Ken’s Tales of Flora & Fauna (No. 3)

 In FSL News

Whilst we are spending more time at home due to the lockdown restrictions, many have turned to their local areas to relax and those lucky enough to have a garden are getting to enjoy them whilst the sun shines.  Here our Managing Director, Ken Gillingham, shares tales from his garden idyll.

As I write my monthly update on 13th August, the weather continues to be unbelievably hot and humid.

This has had a detrimental impact on all parts of the garden.

The lawn is straw coloured and hardly growing at all.  Trees are shedding leaves in an effort to minimise the need for water.

Smaller shrubs are dying back and several fragile ones have unfortunately died.

 

 

The  plants  that need watering most in these drought conditions are those in pots and hanging baskets.  Mrs G is ‘chief waterer’ and endeavours to douse the pots and baskets twice per day, in early morning and again in late evening.

There are still flowers in bloom, though not so many as early summer.  They are visited by bumblebees and honeybees, and by red admiral, speckled wood and comma butterflies.

August is the last month of the summer and although it’s hard to believe, with the abundance of flowers, fruit and foliage in the garden, plant growth really starts to slow down from the end of the month onwards.

We recently bought 2 VegTrugs to grow vegetables and herbs in and have just finished planting one of them with a variety of herbs.  Additionally, for the amusement of our grandchildren, we have placed models of the four main characters from Wind In The Willows amongst the herbs.
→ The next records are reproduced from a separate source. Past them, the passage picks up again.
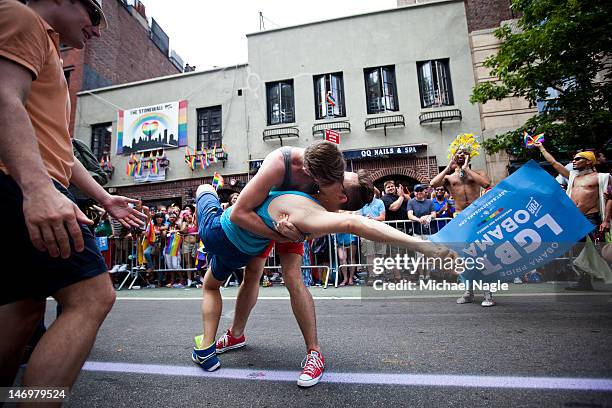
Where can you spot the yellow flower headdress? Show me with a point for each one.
(464, 141)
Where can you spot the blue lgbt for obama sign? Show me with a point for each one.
(523, 223)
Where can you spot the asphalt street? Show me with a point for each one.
(534, 349)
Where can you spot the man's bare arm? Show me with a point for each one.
(479, 177)
(398, 203)
(549, 158)
(439, 179)
(51, 218)
(117, 206)
(381, 217)
(317, 222)
(254, 193)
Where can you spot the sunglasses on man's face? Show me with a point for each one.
(94, 13)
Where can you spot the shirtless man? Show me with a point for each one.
(464, 184)
(231, 247)
(586, 188)
(461, 181)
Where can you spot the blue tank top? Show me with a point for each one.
(246, 241)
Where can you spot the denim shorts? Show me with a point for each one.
(33, 274)
(223, 256)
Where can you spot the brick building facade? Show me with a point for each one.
(123, 53)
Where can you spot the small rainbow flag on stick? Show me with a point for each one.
(530, 141)
(218, 181)
(151, 233)
(173, 244)
(215, 154)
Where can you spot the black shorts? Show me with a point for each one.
(29, 273)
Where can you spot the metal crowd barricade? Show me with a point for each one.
(128, 253)
(353, 251)
(334, 254)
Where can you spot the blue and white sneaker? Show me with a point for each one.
(205, 358)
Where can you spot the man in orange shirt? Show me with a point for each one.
(58, 254)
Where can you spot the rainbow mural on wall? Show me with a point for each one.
(162, 126)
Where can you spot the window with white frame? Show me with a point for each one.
(101, 139)
(281, 105)
(329, 96)
(381, 89)
(209, 127)
(435, 85)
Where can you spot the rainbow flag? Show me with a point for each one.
(215, 154)
(531, 140)
(207, 162)
(173, 244)
(218, 181)
(155, 166)
(151, 233)
(330, 99)
(187, 155)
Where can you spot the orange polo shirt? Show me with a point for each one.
(26, 39)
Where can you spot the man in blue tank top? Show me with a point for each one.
(231, 247)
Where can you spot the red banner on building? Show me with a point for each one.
(332, 136)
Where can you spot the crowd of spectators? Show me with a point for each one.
(167, 250)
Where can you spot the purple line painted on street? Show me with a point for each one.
(431, 380)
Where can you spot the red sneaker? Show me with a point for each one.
(313, 365)
(229, 342)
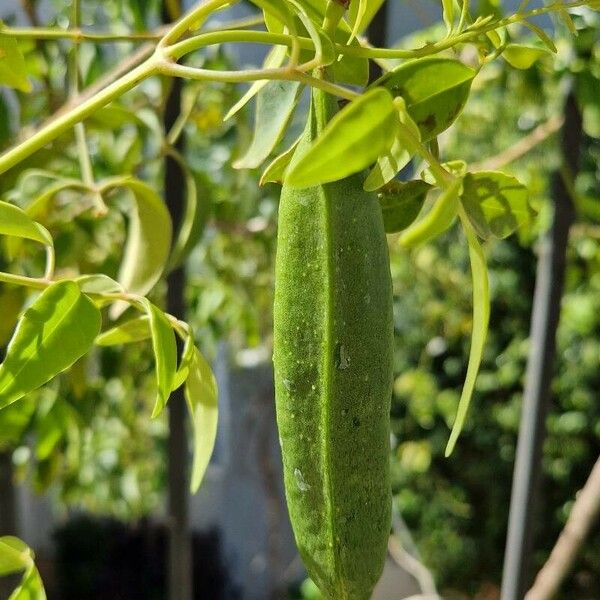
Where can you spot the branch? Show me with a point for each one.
(583, 515)
(522, 147)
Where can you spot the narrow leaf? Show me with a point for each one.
(16, 222)
(542, 35)
(361, 13)
(31, 587)
(436, 221)
(201, 397)
(148, 241)
(496, 204)
(324, 50)
(352, 140)
(523, 57)
(15, 556)
(448, 13)
(275, 171)
(275, 105)
(98, 284)
(194, 218)
(401, 202)
(165, 355)
(12, 64)
(435, 90)
(134, 330)
(399, 155)
(56, 330)
(481, 318)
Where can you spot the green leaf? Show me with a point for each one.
(542, 35)
(436, 221)
(15, 556)
(194, 219)
(16, 222)
(165, 354)
(435, 90)
(325, 53)
(40, 205)
(134, 330)
(31, 587)
(401, 202)
(275, 105)
(352, 140)
(481, 319)
(98, 283)
(56, 330)
(399, 155)
(148, 241)
(448, 13)
(458, 168)
(523, 57)
(14, 421)
(275, 171)
(361, 13)
(277, 15)
(201, 397)
(353, 70)
(496, 203)
(184, 365)
(12, 64)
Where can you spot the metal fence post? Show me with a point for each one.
(545, 317)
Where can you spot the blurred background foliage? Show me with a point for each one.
(88, 437)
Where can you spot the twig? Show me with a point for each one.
(583, 515)
(523, 146)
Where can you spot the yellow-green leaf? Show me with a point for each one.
(496, 204)
(435, 90)
(481, 319)
(352, 140)
(401, 203)
(133, 330)
(523, 57)
(17, 223)
(201, 397)
(56, 330)
(165, 355)
(436, 221)
(12, 64)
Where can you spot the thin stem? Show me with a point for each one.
(78, 35)
(177, 50)
(50, 262)
(85, 162)
(54, 128)
(193, 19)
(284, 73)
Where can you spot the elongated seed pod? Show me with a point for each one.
(333, 342)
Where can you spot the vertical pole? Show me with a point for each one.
(8, 513)
(545, 317)
(180, 546)
(180, 553)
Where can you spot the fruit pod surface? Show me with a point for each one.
(333, 346)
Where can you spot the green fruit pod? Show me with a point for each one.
(333, 347)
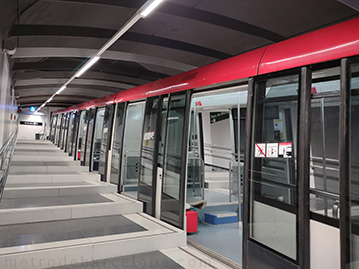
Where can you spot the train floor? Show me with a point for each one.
(56, 214)
(225, 239)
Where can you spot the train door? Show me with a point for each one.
(215, 168)
(74, 129)
(97, 136)
(217, 124)
(106, 142)
(68, 131)
(272, 175)
(152, 154)
(80, 135)
(131, 148)
(53, 129)
(89, 138)
(58, 129)
(86, 120)
(324, 169)
(116, 150)
(351, 185)
(172, 171)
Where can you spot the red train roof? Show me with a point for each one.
(334, 42)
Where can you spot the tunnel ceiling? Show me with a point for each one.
(53, 38)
The farmland around the house has been a hive of activity as a combine harvester, churning up great clouds of wheat dust, has been harvesting the wheat, often working into the darkness with its lights blazing.  A byproduct of this work has been a plague of grasshoppers who, having lost their habitat, have migrated into local gardens which surround the fields.  I had to close our patio doors for several days as they were hopping indoors in great numbers.  I counted in excess of fifty at the peak of their infestation, on the floor, on the furniture, in the dog’s bed, on the window ledges….just everywhere!